Segundo a Organização Mundial da Saúde, o leite materno deve ser o único alimento oferecido ao bebê até os seis meses de vida — e seguir como parte da alimentação até pelo menos os dois anos. Nesse período, ele continua fornecendo proteínas, gorduras, vitaminas e fatores de proteção fundamentais para o crescimento e o desenvolvimento.

A Sociedade Brasileira de Pediatria também reforça que a composição do leite muda ao longo do tempo e pode ser influenciada por diferentes fatores, inclusive o estado nutricional da mulher. Já o Ministério da Saúde orienta que mães lactantes tenham atenção especial à hidratação e à variedade alimentar, para manter a produção adequada e a qualidade do leite.

Nutrientes que fazem diferença

Alguns nutrientes aparecem em maior ou menor quantidade no leite materno conforme a dieta da mãe. Os mais sensíveis à alimentação são:

DHA e EPA, ômega-3: importantes para o desenvolvimento neurológico e visual do bebê. Quanto maior o consumo materno, maiores os níveis no leite.

Vitaminas A, D e tiamina, B1: essenciais para imunidade, crescimento e metabolismo.

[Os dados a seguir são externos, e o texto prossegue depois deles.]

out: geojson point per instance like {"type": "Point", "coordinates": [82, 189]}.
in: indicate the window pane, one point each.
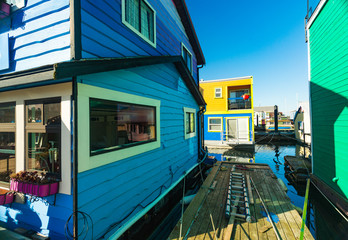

A deficiência materna reduz a presença desses nutrientes no leite.

Proteínas e calorias: dietas muito restritivas podem afetar tanto o volume quanto a composição do leite.

Antioxidantes, vitaminas C e E: ajudam a proteger o bebê de processos inflamatórios e fortalecem a função imunológica.

Fatores imunológicos e oligosacarídeos, HMOs: apesar de mais estáveis, são beneficiados por uma alimentação rica em gorduras boas, fibras e compostos bioativos.

E na prática, o que comer?

Alguns alimentos podem dar aquele suporte extra para o corpo da mãe produzir um leite mais nutritivo — e ajudar a manter energia e bem-estar nesse período tão exigente.

Água: a produção de leite consome bastante líquido. Manter-se hidratada é essencial para garantir volume e fluidez.

Aveia: fonte de ferro, fibras e beta-glucanas — que podem ajudar a equilibrar os hormônios da lactação.

Castanhas, amêndoas e outras oleaginosas: ricas em gorduras boas, zinco, cálcio e vitaminas do complexo B. Ajudam na qualidade nutricional do leite e fornecem energia para a mãe.

Vegetais verde-escuros, como espinafre, couve e brócolis: carregam cálcio, ferro, ácido fólico e magnésio — importantes para a recuperação pós-parto e para um leite rico em micronutrientes.

Sementes, como linhaça, chia e gergelim: fontes de ômega-3, fibras e minerais que ajudam a equilibrar os hormônios e oferecem saciedade com leveza.

Levedura nutricional: rica em proteínas e vitaminas do complexo B. Muitas mães usam com orientação profissional para apoiar a produção de leite.

Uma alimentação boa para você é uma alimentação boa para o bebê

Comer bem enquanto amamenta não é sobre buscar um cardápio perfeito. É sobre oferecer ao seu corpo o que ele precisa para continuar esse trabalho incrível que é nutrir alguém — enquanto você também se cuida.

Quando a mãe está bem nutrida, o leite ganha em qualidade. E o bebê recebe não só calorias e nutrientes, mas também proteção, desenvolvimento e memória afetiva de um cuidado que começa cedo, no colo.

Fontes e leituras recomendadas

Organização Mundial da Saúde (OMS). Infant and Young Child Feeding Guidelines.

Ministério da Saúde. Caderno de Atenção Básica nº 32: Atenção ao Pré-Natal de Baixo Risco.

Sociedade Brasileira de Pediatria (SBP). Manual de Orientação: Alimentação da Mulher que Amamenta.

Frontiers in Nutrition, 2023. Maternal diet and human milk composition.

Annals of Nutrition and Metabolism. Nutrition for Optimal Lactation.